0.8 and 0.2 are thresholds.

If y1 = 1 and y2 = 0 then the letter is exactly T. If y1 = 0 and y2 = 1 then the letter is exactly U. If the letters differ somewhat (but not much) from T and U, then y1 0 but close to 0. I chose 0.8 and 02. somewhat arbitrarily, so that 0.8 is close to 1 and 0.2 is close to 0. If 1 < y1 < 0.8 and 0.2 < y2 < 0 then the letter is not far from T. If 1 < y2 < 0.8 and 0.2 < y1 < 0 then the letter is not far from U.

• HI,

Thank you , I understand that now. I modified the code a bit ,so now it is trained for 3 patterns of U and 3 patterns of T.So when i type disp(y) I get a 2*6 matrix with threshold values.

so if i type the conditions now in order to identify a distorted letter ‘T’

if (y(1)> 0.8 & y(2) < 0.2)
disp('Looks like T')
elseif (y(1) 0.8)
disp('Looks like U')

is it still right ? I mean do I have to make changes since I trained the network for 6 inputs.

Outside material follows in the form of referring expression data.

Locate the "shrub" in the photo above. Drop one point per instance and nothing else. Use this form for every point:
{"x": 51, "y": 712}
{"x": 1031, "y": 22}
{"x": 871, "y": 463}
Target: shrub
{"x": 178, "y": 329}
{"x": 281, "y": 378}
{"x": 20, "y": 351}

What exactly do I accomplish by training it for 6 inputs? Do i get the average of the threshold values so i can use much accurate values other than 0.8 and 0.2

0.9454486 0.9499079 0.9499079 0.0674465 0.0617696 0.0621104

0.0491076 0.0448377 0.0448377 0.9401655 0.9428039 0.9429812

Thank you very much..

• There’s a misprint in my code. I have corrected it in the post now. The line
elseif (y(1) 0.8)
should be replaced with
elseif (y(2)> 0.8 & y(1) < 0.2)

Everything else should be the same also in your case. Now try giving it some modified letters. It should recognise them if they don't differ much from T or U.

• Thanks a million sir ,this is really helpful.Keep up the good work !!!

3. Thanks a million sir ,this is really helpful.Keep up the good work !!!